What does this phrase mean? First off, Qoheleth again seems to be slightly going back on himself. He says in verse 15 that people who do evil sometimes end up extending their lives. In verse 17, he seems to be moving into the terrain that for overt wickedness, there is a retributive justice. An example may be a capital offense. If someone kills a bunch of people in pre-meditation, this is a wicked act, obviously, and they may be sentenced to the death penalty and in other words, die before their time. If one is Osama Bin Laden, Seal Team Six may show up at your front door one day and one’s life is cut short as a result of the wickedness.
So, wait a minute here, what is Qoheleth saying? Is he asking us to be moderate in our pursuit of righteousness? Shouldn’t this be something that we have a zeal for? Even more potentially disturbing, is he asking us to be moderate in our wickedness?
Well, to the point of being overly righteous, we already handled a little of that in our analysis of that verse. Contextually, Qoheleth is letting people know that if the goal of their righteousness is avoiding good days and bad days (or good/ bad seasons) that it is foolish to be righteous for this goal. Furthermore, he may also be criticizing Pharisaical type characters who are self-righteous and telling them not to ruin themselves with their legalism.
The charge to be moderate in correlation with not being overly wicked is more problematic. What could the teacher mean here? Qoheleth operates on the basis of there being wickedness in everybody. You. Myself. All of us. Qoheleth is coming to that observation in a moment. Everyone has wickedness so to simply say ‘don’t be evil’ would be somewhat of an understatement. What I believe Qoheleth is asking of his listeners here is to not grow in a tolerance for sin and evil. ‘Overly evil’ can mean having a hard heart, a seared conscious and having no conviction for evil/ wickedness in our lives when we commit these bad actions.
Therefore, his instruction is to fear God and the term ‘fear God’ in other places in Scripture has another phrase attached to it: ‘keep His commandments.’ (Ecclesiastes 12:13) Fearing God means having a healthy reverence which directly implies having a concern for what He asks us to do.
We should have an awareness of human nature that recognizes that all are imperfect including ourselves.
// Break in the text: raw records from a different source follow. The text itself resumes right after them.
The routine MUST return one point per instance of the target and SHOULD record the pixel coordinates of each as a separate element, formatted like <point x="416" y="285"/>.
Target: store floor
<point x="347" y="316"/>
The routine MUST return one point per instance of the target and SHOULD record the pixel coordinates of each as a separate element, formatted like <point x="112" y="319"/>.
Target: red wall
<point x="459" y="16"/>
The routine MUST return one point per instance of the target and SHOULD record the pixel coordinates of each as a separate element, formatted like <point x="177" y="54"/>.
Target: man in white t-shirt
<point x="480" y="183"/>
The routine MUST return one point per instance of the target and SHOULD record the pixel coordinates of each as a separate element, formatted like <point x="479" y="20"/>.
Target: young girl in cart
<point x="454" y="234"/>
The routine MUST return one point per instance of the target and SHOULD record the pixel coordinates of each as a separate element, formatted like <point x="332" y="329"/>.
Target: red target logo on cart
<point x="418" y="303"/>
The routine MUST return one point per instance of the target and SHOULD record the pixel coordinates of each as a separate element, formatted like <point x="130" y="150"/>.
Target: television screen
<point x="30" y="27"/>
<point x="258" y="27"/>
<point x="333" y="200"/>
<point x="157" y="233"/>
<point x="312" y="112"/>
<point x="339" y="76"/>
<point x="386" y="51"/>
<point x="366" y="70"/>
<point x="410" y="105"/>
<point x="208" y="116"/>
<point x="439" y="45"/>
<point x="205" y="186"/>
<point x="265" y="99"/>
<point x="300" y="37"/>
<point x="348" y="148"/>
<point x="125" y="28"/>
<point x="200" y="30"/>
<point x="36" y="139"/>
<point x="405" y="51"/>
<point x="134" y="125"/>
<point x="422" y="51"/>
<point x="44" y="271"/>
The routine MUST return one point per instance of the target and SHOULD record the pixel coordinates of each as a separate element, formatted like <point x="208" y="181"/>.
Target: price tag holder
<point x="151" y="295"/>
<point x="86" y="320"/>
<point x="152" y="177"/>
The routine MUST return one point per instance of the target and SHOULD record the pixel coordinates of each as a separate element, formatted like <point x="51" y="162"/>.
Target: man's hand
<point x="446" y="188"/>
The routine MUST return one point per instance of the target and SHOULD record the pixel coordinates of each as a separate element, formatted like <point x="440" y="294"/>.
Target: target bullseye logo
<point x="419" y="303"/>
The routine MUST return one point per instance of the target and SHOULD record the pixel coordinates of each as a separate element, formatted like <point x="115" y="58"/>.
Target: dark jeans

Qoheleth may be talking to an upper class audience in this section since he uses the example of a servant insulting his master. As one can imagine, this may have resulted in harm via punishment coming to the servant but the Teacher warns about hypocrisy. Is the upper class master really going to punish the servant when the master realizes he does the exact same thing? We actually can move more toward empathy, forgiveness and compassion by realizing our faults and if we are about to lay the hammer down on somebody else’s sin we had better search our hearts to make sure we are not struggling with the same thing.